In the early 1970s, the Communist Party had to find a "useful idiot" to stand for president of the National Union of Students. In those days, the CP dominated student politics, so its choice would almost certainly be elected to the top post.
The Communist Party formed what was called the "broad left". Its members would choose the candidate, after the CP had already met to determine how they should vote. As a rank and file comrade, I backed the more flamboyant Alastair Stewart, who went on to become a newsreader. But it was "fat boy" who was the chosen one and he went on to win. He was never a remarkable student leader, but he did have the advantage of not being a communist.

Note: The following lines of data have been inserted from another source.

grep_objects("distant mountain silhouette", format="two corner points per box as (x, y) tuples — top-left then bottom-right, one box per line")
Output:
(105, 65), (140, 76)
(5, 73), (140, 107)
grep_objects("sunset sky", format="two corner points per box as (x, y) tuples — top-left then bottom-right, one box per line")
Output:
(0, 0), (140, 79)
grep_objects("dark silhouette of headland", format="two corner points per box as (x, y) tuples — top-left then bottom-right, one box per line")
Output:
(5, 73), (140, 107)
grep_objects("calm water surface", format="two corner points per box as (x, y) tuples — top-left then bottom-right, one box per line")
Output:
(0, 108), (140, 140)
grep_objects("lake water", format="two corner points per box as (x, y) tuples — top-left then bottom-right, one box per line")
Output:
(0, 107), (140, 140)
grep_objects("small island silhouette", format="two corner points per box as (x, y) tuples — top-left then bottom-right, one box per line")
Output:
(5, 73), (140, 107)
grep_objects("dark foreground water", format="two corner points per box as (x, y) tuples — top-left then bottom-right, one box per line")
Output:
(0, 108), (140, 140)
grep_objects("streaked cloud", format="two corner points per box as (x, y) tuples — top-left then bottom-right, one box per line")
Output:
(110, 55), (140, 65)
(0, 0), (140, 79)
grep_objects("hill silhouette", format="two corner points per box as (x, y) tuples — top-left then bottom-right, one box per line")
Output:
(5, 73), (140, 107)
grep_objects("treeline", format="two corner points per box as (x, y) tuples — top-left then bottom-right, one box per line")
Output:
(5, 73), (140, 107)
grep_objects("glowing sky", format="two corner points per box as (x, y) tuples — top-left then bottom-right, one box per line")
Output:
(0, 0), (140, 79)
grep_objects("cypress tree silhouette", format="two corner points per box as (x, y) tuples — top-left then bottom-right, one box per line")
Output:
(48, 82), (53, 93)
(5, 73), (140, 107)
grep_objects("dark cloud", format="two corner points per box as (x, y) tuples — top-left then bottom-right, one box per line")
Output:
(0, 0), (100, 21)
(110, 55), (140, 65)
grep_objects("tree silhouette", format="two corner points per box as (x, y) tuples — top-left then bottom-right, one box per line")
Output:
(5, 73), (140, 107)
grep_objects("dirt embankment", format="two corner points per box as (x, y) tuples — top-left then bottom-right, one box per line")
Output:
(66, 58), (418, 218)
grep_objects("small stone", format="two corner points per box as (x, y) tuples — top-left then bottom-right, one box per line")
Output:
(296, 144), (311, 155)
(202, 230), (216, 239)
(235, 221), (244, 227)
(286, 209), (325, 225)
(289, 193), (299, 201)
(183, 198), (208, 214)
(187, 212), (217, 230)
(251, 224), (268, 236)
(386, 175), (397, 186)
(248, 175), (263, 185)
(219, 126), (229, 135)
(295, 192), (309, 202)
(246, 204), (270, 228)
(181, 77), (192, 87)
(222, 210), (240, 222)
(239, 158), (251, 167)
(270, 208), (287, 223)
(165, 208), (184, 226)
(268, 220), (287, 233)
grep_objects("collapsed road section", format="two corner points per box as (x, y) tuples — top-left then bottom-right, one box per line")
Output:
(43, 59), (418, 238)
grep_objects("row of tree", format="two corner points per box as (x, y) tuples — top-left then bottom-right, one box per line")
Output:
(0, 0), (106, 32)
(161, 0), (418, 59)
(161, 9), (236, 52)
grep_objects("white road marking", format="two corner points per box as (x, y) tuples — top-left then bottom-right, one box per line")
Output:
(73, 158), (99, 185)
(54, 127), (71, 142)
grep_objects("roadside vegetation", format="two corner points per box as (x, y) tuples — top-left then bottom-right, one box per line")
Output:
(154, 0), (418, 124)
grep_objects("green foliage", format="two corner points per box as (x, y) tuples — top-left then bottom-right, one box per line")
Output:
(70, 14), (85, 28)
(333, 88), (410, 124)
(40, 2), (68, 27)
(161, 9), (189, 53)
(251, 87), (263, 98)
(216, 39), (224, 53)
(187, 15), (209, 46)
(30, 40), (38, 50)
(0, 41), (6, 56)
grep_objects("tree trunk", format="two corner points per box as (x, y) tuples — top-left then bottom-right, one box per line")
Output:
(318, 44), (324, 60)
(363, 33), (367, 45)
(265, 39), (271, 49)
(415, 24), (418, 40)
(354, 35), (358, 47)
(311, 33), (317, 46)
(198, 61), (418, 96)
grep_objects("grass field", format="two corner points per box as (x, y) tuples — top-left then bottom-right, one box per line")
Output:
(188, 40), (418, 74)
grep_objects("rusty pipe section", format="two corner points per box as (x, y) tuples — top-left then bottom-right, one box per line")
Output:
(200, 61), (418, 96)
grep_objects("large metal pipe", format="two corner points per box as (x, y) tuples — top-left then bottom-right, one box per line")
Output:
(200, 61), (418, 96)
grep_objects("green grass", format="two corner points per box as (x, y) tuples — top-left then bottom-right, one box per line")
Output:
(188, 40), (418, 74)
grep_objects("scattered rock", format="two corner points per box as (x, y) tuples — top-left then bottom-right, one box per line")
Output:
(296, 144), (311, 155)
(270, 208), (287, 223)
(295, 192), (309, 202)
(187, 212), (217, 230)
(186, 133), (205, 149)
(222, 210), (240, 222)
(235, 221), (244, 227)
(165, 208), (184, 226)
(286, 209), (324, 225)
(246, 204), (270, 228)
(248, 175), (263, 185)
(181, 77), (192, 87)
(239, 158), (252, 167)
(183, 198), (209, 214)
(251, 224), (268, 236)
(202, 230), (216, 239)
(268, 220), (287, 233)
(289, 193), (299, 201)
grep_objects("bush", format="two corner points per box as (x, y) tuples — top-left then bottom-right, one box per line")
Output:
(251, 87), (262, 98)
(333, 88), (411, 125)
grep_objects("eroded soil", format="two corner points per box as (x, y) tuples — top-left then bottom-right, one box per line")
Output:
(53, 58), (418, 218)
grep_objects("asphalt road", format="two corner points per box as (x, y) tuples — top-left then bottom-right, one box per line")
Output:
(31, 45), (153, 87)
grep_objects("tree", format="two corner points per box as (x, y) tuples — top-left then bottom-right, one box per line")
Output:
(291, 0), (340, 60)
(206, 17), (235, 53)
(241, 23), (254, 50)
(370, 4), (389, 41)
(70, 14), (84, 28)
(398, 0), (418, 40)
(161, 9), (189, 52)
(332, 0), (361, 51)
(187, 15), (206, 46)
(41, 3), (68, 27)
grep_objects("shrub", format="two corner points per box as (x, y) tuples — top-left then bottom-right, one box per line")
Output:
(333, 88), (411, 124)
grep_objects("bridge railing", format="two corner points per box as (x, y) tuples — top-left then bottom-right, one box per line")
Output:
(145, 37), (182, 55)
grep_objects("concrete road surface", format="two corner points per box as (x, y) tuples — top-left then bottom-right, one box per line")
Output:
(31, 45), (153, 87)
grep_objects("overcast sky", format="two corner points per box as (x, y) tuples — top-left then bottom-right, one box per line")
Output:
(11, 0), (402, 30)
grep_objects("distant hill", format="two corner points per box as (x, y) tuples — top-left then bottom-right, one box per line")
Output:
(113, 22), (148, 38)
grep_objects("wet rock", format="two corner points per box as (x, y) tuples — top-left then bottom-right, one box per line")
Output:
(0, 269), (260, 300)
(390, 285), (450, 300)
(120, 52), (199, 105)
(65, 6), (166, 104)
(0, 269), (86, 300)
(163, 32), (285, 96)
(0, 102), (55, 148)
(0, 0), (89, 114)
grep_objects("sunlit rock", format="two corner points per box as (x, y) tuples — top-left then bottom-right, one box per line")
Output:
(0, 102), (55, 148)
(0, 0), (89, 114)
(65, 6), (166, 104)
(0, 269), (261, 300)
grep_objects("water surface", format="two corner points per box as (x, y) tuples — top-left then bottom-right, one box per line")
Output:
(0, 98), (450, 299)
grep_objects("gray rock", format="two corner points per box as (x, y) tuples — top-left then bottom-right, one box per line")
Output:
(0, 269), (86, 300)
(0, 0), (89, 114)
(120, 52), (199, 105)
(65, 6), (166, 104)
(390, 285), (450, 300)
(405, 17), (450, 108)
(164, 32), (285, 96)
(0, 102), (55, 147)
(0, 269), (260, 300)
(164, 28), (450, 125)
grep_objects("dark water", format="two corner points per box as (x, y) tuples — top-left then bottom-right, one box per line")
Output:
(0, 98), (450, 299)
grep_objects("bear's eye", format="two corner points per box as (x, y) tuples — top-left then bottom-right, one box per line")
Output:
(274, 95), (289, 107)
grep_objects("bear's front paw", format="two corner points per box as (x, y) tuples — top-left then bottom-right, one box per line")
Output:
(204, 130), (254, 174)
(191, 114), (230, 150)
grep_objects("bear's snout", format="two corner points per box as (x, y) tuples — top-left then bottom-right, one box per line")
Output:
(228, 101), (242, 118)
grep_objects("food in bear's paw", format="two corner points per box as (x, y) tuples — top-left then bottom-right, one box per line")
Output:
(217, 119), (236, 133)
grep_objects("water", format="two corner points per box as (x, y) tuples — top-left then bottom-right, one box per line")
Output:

Now, by taking over from Estelle Morris as Education Secretary, Clarke thinks he's nearly made it and actually believes he could one day be prime minister. Yet as Labour Party chairman, all he managed to do was launch a crusade against the media and upset even the most mild-mannered union leaders. He made the job of the man really running the Labour machine, the former communist David Triesman, much more difficult. Triesman must secretly be delighted that another of my ex-comrades, John Reid, is taking Clarke's place.
Tony Blair no doubt thinks that having Clarke in a top cabinet job will upset the Chancellor. It will certainly upset teachers, who will not take kindly to his bully-boy tactics. Gordon Brown can no doubt look after himself, as can the media. But does Blair really want a minister who scatters four-letter words as liberally as Clarke does? Perhaps Blair, too, sees him as a useful idiot.